THC alone does NOT have the same effect as the full plant. It does not even have to be smoked, or used in large quantities - a tea or brownie is suitable for many patients. This is true of many medicines. In the context of its natural environment it is effective, extracted, isolated, and purified it is not. Something is lost in the processing. There are still ongoing studies to determine if this is true in multiple sclerosis that are funded by the NIH nonetheless! There are also ongoing clinical trials for HIV pain, general analgesic effects, and whether cannabis treatment will interact with the painkillers given for cancer. Painkillers which are opiates - highly addictive and commonly abused pills derived from opium and a brother to heroin.
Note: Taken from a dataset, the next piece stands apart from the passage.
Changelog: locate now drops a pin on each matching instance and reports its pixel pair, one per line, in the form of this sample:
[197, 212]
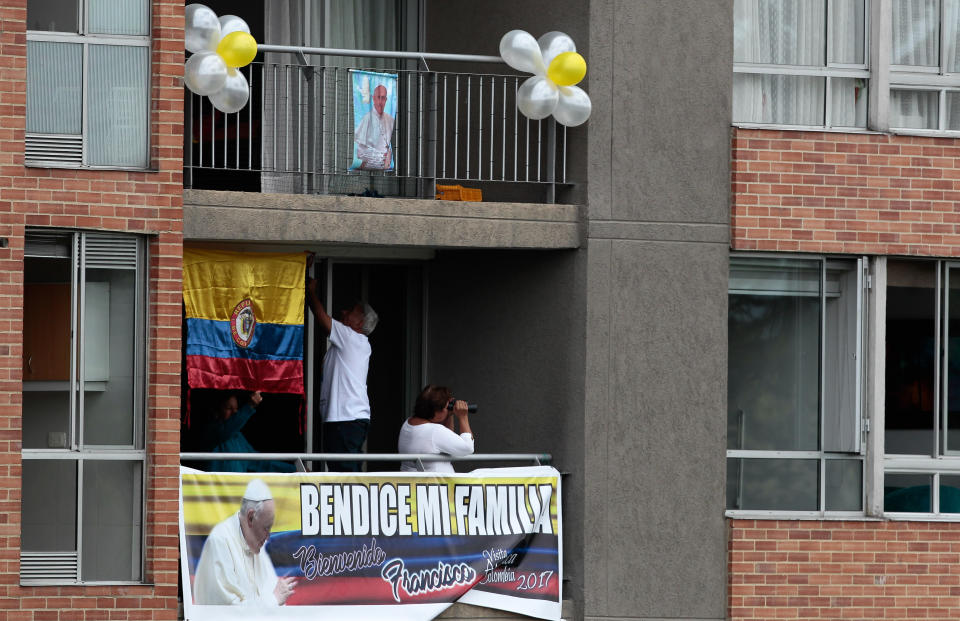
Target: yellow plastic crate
[458, 193]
Yet those are legal!

Some argue that by decriminalizing marijuana, we would be actually taking the profit out of production and sales. However, I believe that legalizing this drug would lessen the stigma of the dangers of its use. We also would most certainly attract new first time "experimenters
who otherwise might not have even had thoughts about trying marijuana. The side effects of this drug, which include those mentioned above, are reasons enough for keeping marijuana illegal. In addition, those who currently make outrageous profits from marijuana will merely move to possibly even more dangerous drugs.

New pharmaceuticals are introduced all the time that have harsh side effects - yet they go to market and kill people before a lightbulb goes off. Why pick on marijuana? It's only been illegal since 1970, yet they act like it's the worst killer ever.

The war against drugs has been, and continues to be, a very difficult one. Statistics show that drug use is up an alarming amount-especially among teenagers-and Fort Wayne and Northeast Indiana are not immune to this increasing trend. As you may know, I have worked hard to fight against this trend. In addition, I have worked to bring a Drug Enforcement Agency (DEA) office to downtown Fort Wayne to help with both local and national drug enforcement efforts. I will continue to fight to keep marijuana illegal and combat the abuse of other drugs.

In Indiana the drug of choice is actually Meth. Which is really really bad. But the so-called war on drugs has locked up millions of noncombative marijuana users and spent billions of dollars in attempts to control the cash crop. Let's focus on the major offenders, shall we? And let the sick have a little peace.

I hate the tone of 'well I know better than you, trust me', when our representatives are supposed to listen to what we want and execute those plans. If he had said 'a majority of my constituents feel differently'. Ok, that's how government works. But to lecture me!? I'm insulted. Also, this idea that medical use is just a smokescreen. No, sorry, some of us really do want patients to be allowed access. The bill I support explicitly names patients, it can even be a conditional clause, make marijuana a prescription drug! Go for it! I would be ecstatic! Recreational use is off my radar, what I'm concerned about is the patients. If a few hippies or underclassmen are now able to get access because of the bill I don't think that will hurt much. Everyone smoked in the 60s and 70s and the world didn't end. They just wouldn't have to travel to Amsterdam anymore. By the way, they have had decreased crime and heroin use since decriminalizing.

Oh, and I was provided no links to the supposed research supporting the other side...nice huh?